The runaway bride who generated a media storm with her phony tale of abduction and the fiancé who took her back have broken up for good, the man's friends and family told People Magazine.

"We're just glad there's a final resolution," John Mason's father, Claude Mason, told the magazine. He had planned to be his son's best man at the wedding.

Jennifer Wilbanks, 33, told the magazine: "John and I have some things to work out."

Wilbanks would not confirm or deny a breakup, the magazine said on its Web site Thursday.
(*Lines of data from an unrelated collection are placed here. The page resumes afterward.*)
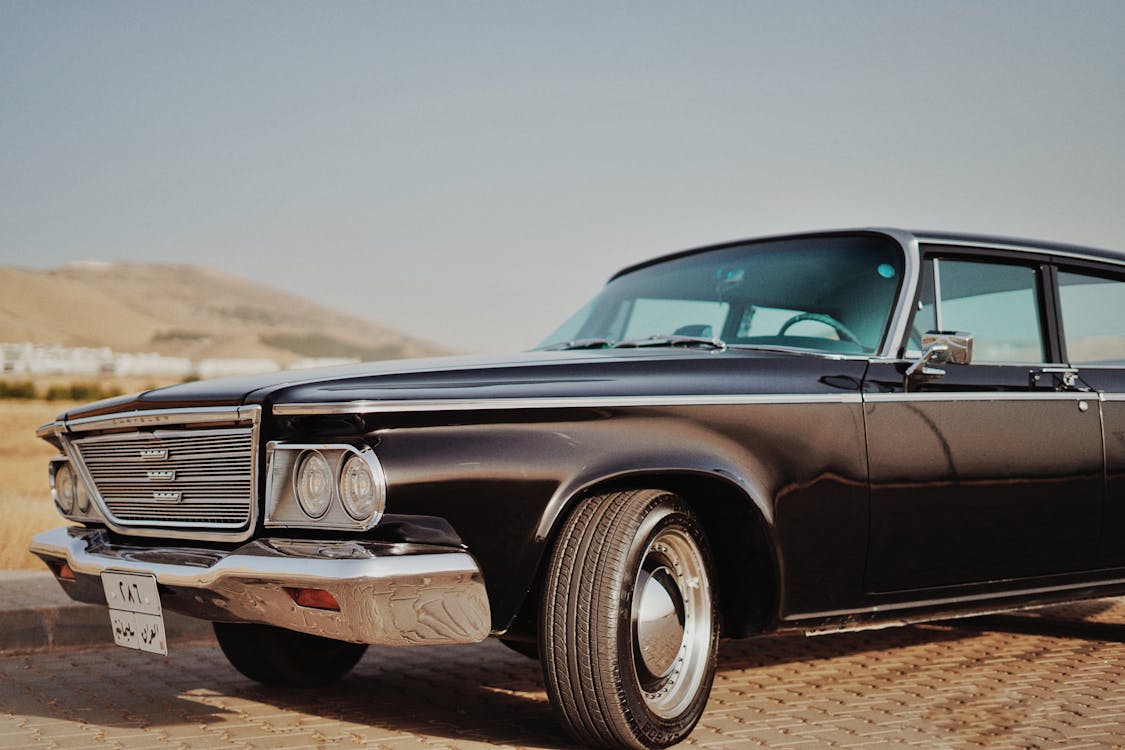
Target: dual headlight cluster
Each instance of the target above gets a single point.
(68, 489)
(324, 487)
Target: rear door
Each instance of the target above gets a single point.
(1091, 301)
(993, 470)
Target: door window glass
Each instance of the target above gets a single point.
(998, 304)
(1092, 315)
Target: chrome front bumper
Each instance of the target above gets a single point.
(388, 594)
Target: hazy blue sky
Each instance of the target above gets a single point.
(471, 172)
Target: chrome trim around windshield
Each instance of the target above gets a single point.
(555, 403)
(896, 337)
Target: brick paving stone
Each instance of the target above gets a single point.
(937, 686)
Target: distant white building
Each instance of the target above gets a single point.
(39, 360)
(34, 360)
(149, 364)
(321, 362)
(221, 368)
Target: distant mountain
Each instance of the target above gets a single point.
(185, 310)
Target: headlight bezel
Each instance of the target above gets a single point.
(282, 508)
(60, 464)
(314, 500)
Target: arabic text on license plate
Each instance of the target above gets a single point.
(134, 611)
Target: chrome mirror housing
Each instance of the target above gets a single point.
(957, 343)
(941, 348)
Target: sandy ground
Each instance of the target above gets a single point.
(25, 496)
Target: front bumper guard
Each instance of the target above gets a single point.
(389, 594)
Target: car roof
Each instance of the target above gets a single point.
(923, 236)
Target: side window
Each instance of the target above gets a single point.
(997, 303)
(1092, 315)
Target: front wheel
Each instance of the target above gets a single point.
(628, 608)
(276, 656)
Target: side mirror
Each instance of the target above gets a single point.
(938, 348)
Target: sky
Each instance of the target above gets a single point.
(471, 172)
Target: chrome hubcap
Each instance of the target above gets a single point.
(671, 622)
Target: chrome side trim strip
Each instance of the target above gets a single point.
(388, 595)
(984, 396)
(555, 403)
(794, 619)
(1036, 250)
(182, 416)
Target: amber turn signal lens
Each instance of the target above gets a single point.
(62, 570)
(315, 598)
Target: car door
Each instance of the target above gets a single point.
(991, 470)
(1091, 303)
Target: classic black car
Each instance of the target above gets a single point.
(812, 433)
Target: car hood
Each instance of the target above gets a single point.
(596, 372)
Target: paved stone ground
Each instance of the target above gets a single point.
(1044, 680)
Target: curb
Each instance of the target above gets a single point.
(37, 615)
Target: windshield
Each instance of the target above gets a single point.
(830, 294)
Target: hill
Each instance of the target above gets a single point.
(183, 310)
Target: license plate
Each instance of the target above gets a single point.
(134, 611)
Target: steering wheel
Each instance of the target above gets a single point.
(840, 330)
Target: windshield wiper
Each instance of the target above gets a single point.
(579, 343)
(689, 342)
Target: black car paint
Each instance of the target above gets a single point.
(845, 548)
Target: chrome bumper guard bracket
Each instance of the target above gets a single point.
(388, 594)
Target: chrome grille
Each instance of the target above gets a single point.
(173, 478)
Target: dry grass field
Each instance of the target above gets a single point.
(25, 498)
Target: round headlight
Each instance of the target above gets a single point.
(358, 488)
(313, 485)
(65, 490)
(83, 496)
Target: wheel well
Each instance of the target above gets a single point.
(745, 562)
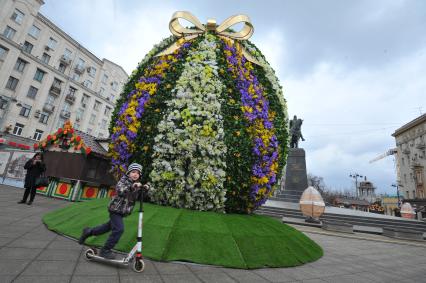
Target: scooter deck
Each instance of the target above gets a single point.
(93, 254)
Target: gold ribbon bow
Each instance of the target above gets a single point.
(181, 32)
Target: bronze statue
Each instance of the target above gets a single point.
(296, 132)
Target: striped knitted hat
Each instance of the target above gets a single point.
(134, 166)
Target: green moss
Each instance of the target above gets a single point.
(230, 240)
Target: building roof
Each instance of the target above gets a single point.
(419, 120)
(92, 142)
(351, 201)
(49, 23)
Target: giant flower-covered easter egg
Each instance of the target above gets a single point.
(206, 117)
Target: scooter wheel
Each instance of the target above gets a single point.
(89, 254)
(138, 265)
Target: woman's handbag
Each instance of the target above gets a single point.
(41, 181)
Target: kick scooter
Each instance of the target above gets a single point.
(138, 264)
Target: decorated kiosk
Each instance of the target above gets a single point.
(77, 165)
(206, 117)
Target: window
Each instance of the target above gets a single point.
(37, 135)
(67, 53)
(107, 111)
(79, 115)
(71, 91)
(44, 117)
(76, 77)
(17, 16)
(101, 91)
(62, 68)
(60, 123)
(52, 43)
(114, 86)
(57, 83)
(34, 31)
(9, 32)
(87, 83)
(84, 100)
(32, 92)
(92, 119)
(50, 99)
(104, 79)
(66, 106)
(45, 58)
(3, 103)
(97, 105)
(92, 72)
(18, 129)
(12, 83)
(27, 47)
(103, 124)
(25, 110)
(80, 63)
(20, 65)
(3, 52)
(38, 76)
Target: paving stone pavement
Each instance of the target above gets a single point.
(31, 253)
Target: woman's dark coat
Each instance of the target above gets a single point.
(33, 171)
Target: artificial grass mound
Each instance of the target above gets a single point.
(230, 240)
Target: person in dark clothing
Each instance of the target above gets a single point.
(35, 167)
(121, 205)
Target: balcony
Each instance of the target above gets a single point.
(55, 89)
(65, 60)
(47, 107)
(70, 98)
(65, 114)
(79, 69)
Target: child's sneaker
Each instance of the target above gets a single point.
(87, 232)
(108, 254)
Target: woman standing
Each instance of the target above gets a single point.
(35, 167)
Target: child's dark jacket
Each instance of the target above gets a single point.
(125, 198)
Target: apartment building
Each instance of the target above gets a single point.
(47, 77)
(410, 141)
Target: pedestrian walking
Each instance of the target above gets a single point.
(35, 168)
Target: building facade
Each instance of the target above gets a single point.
(366, 191)
(47, 77)
(410, 142)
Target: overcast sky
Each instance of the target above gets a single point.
(354, 71)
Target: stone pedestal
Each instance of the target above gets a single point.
(296, 180)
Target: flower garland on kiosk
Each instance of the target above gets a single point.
(64, 138)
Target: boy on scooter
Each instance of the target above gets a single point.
(121, 205)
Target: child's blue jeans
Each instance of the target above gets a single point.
(115, 224)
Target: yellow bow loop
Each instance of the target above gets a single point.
(178, 30)
(245, 33)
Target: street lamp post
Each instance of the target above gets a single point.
(355, 176)
(397, 192)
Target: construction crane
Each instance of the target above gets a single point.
(392, 151)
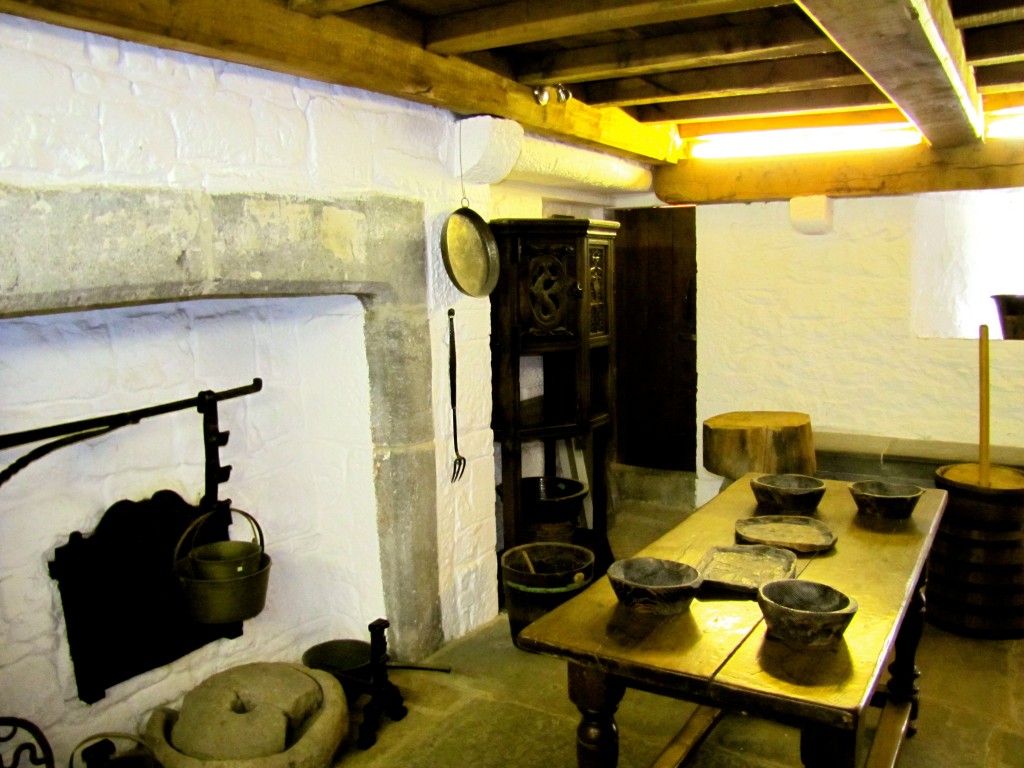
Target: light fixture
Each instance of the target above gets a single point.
(804, 141)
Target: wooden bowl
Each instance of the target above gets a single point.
(805, 614)
(650, 585)
(798, 494)
(883, 499)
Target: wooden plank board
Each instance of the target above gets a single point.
(265, 34)
(914, 53)
(528, 20)
(994, 165)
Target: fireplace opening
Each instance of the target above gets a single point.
(301, 452)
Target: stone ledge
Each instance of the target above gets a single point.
(895, 449)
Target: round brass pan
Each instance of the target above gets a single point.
(470, 253)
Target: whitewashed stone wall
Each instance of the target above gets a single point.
(822, 324)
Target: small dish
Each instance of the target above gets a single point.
(799, 532)
(650, 585)
(882, 499)
(805, 614)
(792, 493)
(745, 566)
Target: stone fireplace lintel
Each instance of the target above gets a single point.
(78, 249)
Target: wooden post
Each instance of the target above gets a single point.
(767, 441)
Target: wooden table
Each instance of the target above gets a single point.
(717, 654)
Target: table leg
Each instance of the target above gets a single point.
(821, 747)
(596, 694)
(902, 686)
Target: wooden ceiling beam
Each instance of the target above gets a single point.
(793, 36)
(970, 13)
(994, 45)
(993, 165)
(778, 76)
(530, 20)
(1008, 77)
(913, 52)
(324, 7)
(878, 116)
(829, 99)
(265, 34)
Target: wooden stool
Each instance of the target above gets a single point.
(770, 441)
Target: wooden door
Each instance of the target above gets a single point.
(655, 321)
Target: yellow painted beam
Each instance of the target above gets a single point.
(267, 35)
(996, 164)
(913, 52)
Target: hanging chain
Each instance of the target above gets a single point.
(462, 175)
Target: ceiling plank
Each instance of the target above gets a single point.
(994, 45)
(529, 20)
(971, 13)
(994, 165)
(792, 36)
(879, 116)
(323, 7)
(779, 76)
(913, 52)
(264, 34)
(829, 99)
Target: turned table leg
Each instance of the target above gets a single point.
(596, 694)
(902, 686)
(821, 747)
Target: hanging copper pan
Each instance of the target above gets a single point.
(470, 253)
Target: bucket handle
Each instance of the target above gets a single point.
(110, 734)
(195, 526)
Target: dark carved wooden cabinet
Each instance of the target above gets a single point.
(552, 314)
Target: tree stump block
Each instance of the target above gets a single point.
(770, 441)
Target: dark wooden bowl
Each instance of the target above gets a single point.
(792, 493)
(650, 585)
(805, 614)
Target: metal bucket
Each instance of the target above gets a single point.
(975, 582)
(552, 507)
(226, 559)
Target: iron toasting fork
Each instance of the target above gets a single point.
(460, 462)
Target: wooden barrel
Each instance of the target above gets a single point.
(976, 568)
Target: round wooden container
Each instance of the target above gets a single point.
(976, 568)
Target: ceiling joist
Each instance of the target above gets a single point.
(529, 20)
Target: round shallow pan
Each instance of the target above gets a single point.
(470, 252)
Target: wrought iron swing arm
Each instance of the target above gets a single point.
(66, 434)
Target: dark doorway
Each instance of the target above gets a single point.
(655, 316)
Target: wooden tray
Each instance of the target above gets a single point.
(745, 566)
(798, 532)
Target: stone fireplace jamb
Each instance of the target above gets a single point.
(90, 248)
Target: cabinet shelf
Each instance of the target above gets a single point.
(554, 302)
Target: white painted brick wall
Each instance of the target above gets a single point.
(83, 110)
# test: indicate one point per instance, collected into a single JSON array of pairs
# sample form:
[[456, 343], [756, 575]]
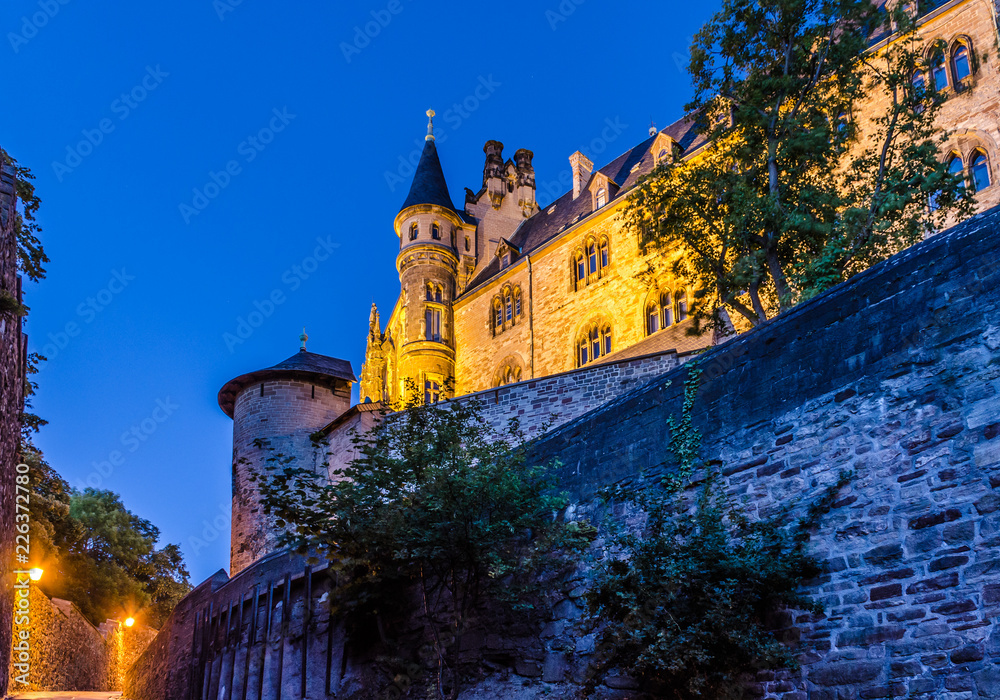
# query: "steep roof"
[[302, 365], [428, 186], [625, 171]]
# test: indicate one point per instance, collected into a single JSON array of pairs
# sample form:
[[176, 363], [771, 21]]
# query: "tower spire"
[[430, 125]]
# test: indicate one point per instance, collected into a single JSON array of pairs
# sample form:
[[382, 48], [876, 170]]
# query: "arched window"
[[594, 342], [652, 318], [432, 325], [919, 91], [980, 171], [939, 71], [668, 309], [960, 63]]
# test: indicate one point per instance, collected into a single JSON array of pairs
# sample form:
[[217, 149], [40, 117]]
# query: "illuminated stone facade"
[[528, 292]]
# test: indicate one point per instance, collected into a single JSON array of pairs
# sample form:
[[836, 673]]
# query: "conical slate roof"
[[302, 365], [428, 185]]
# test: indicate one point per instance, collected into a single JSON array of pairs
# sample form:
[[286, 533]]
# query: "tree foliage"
[[98, 554], [439, 512], [821, 155]]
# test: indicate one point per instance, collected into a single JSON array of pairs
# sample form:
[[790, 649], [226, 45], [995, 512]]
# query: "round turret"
[[274, 412]]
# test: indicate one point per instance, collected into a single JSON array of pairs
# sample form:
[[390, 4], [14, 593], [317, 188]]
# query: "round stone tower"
[[274, 412], [428, 227]]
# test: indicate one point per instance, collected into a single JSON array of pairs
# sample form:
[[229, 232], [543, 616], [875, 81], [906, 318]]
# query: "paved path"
[[67, 696]]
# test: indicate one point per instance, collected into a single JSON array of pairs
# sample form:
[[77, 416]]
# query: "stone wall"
[[270, 418], [11, 403], [66, 652], [895, 376]]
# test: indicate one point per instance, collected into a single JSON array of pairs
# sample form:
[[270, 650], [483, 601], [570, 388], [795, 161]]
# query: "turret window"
[[939, 71], [434, 292], [961, 64], [432, 391], [432, 325]]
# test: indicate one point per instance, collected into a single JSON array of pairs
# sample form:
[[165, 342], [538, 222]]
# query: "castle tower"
[[274, 412], [431, 233]]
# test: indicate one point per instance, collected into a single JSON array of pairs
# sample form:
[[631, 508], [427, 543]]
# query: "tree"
[[795, 191], [439, 508], [98, 554]]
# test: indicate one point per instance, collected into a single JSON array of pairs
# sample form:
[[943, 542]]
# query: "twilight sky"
[[198, 160]]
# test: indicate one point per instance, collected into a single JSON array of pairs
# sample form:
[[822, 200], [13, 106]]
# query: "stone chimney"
[[525, 181], [493, 179], [582, 167]]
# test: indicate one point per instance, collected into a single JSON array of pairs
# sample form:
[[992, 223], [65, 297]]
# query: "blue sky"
[[196, 160]]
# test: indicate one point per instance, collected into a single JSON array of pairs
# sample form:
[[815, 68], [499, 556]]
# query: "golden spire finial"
[[430, 125]]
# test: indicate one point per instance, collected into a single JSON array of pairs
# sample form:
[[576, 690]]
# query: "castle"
[[501, 291], [891, 375]]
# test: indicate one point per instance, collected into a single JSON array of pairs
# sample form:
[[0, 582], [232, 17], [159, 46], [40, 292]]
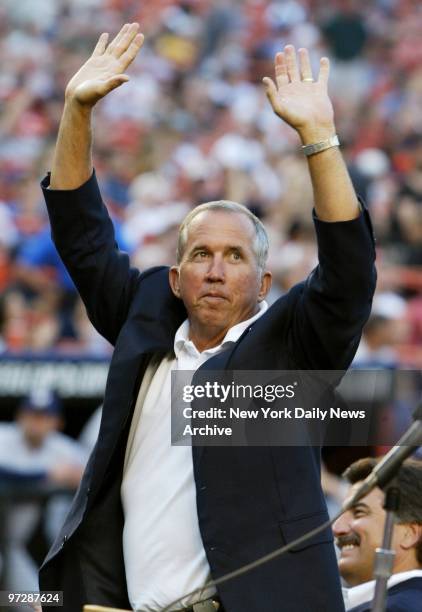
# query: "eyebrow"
[[204, 247], [360, 506]]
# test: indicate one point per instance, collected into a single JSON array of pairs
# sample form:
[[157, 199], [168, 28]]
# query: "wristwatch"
[[317, 147]]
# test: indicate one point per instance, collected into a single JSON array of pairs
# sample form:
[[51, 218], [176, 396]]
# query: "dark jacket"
[[250, 500]]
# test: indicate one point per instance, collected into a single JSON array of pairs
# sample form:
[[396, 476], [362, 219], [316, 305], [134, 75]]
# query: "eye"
[[200, 255], [359, 513]]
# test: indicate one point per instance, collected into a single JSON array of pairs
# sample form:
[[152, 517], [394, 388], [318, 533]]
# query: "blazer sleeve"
[[336, 298], [83, 234]]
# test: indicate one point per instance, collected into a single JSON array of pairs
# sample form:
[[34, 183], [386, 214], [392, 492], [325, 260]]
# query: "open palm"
[[295, 96], [104, 70]]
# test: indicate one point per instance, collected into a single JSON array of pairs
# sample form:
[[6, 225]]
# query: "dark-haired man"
[[359, 532]]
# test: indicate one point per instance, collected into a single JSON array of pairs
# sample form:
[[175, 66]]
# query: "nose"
[[341, 525], [216, 270]]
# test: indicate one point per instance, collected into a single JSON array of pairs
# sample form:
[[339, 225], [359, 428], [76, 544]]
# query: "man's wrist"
[[316, 133], [73, 106]]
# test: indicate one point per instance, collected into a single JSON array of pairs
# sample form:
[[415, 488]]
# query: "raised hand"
[[105, 69], [296, 98]]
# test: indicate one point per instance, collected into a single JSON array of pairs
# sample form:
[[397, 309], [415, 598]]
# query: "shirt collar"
[[181, 339], [365, 592]]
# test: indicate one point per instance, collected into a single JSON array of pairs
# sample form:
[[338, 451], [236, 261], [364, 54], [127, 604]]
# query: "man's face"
[[218, 278], [359, 532]]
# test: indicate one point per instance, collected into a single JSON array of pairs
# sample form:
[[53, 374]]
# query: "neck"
[[208, 338]]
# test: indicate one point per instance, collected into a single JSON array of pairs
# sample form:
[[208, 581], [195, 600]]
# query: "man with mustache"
[[152, 521], [359, 532]]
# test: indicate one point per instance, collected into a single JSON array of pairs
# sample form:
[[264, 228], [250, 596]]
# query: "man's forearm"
[[334, 195], [72, 161]]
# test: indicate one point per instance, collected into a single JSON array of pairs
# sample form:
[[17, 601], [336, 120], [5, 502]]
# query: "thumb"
[[113, 82]]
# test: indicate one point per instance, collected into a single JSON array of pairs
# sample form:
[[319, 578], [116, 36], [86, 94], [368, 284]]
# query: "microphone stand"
[[384, 559]]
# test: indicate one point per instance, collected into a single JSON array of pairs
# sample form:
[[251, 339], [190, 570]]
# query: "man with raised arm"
[[152, 521]]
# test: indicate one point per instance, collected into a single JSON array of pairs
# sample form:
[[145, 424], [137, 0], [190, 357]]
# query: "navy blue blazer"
[[403, 597], [249, 500]]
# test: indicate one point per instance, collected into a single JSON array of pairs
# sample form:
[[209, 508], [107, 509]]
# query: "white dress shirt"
[[163, 550]]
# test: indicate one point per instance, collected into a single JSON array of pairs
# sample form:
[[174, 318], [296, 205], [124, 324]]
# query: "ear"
[[266, 282], [411, 535], [174, 280]]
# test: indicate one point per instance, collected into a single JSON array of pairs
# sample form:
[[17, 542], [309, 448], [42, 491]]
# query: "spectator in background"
[[34, 453], [199, 79], [359, 532]]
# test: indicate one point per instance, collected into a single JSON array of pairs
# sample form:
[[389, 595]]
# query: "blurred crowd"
[[193, 125]]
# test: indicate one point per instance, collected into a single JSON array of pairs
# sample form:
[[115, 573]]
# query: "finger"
[[101, 45], [118, 38], [324, 70], [281, 76], [271, 92], [129, 55], [124, 43], [305, 64], [290, 57]]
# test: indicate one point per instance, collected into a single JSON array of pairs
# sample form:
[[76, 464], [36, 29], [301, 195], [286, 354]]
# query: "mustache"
[[352, 538]]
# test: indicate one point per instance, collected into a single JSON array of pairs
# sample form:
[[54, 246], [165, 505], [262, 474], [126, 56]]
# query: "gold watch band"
[[317, 147]]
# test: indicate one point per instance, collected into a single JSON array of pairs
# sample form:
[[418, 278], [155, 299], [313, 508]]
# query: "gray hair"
[[260, 245]]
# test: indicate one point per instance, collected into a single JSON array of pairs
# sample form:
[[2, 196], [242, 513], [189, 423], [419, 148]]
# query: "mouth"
[[347, 546], [214, 296]]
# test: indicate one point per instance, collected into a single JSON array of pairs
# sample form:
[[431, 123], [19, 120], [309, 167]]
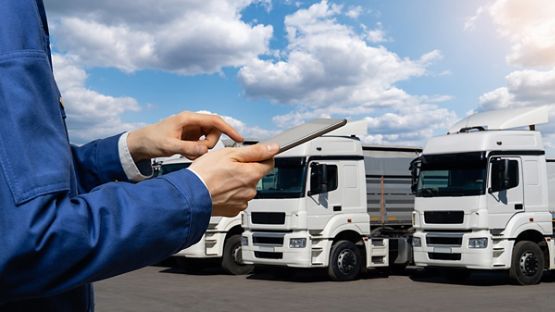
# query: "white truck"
[[334, 203], [485, 197], [222, 240]]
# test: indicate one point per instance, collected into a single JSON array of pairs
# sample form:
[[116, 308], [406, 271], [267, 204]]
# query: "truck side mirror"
[[323, 178], [414, 168], [501, 177]]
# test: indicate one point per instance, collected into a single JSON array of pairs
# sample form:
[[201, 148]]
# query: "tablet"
[[305, 132]]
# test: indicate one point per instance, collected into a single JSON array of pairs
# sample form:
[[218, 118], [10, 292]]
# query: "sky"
[[410, 68]]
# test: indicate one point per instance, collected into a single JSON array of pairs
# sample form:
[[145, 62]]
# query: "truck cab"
[[312, 210], [483, 197]]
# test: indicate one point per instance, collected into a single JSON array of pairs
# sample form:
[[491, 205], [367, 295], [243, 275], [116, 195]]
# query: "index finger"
[[215, 121]]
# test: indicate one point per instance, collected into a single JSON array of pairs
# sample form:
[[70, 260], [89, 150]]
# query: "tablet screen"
[[305, 132]]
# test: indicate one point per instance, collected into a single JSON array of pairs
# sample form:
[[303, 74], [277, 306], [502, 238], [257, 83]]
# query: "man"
[[64, 222]]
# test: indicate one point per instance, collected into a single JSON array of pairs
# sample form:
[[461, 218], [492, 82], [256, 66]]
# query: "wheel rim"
[[237, 256], [529, 263], [347, 261]]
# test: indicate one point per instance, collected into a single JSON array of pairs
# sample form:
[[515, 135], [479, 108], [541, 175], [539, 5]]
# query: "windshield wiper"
[[428, 192]]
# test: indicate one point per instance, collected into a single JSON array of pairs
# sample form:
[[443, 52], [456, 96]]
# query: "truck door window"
[[286, 180], [504, 174]]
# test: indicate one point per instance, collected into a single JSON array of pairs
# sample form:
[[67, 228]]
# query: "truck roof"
[[503, 119]]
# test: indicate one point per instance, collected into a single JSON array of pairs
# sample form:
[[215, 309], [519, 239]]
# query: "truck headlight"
[[244, 241], [416, 242], [297, 243], [481, 242]]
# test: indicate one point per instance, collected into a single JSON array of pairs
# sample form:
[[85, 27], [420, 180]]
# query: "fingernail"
[[272, 147], [201, 149]]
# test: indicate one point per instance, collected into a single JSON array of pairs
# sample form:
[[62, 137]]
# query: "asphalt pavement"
[[169, 287]]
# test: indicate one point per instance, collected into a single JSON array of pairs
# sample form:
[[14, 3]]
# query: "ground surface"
[[170, 288]]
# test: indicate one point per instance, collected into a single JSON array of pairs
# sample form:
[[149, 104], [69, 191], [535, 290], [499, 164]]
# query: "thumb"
[[191, 149], [255, 153]]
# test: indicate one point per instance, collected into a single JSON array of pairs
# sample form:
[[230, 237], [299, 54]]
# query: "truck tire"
[[231, 260], [527, 264], [345, 261]]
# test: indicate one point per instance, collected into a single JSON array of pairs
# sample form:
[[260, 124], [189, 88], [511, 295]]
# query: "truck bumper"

She, her attorney and a family spokesman did not respond to requests seeking comment Friday. Her mother, Joyce Parrish, declined to comment.

Wilbanks disappeared four days before the scheduled wedding in April 2005. Hundreds of police officers and volunteers searched for her for three days before she called Mason from Albuquerque, N.M., claiming to have been abducted and sexually assaulted.

She later recanted, saying she fled because of personal issues, and pleaded no contest in June 2005 to telling police a phony story. She also was sentenced to two years probation, which she performed through community service that included mowing the lawns of public buildings.

She was also ordered to pay $2,550 in restitution to the sheriff's office that helped with the search for her.

The nearby city of Duluth, where Wilbanks had lived with her fiance, spent nearly $43,000 to search for her; Wilbanks has repaid $13,249.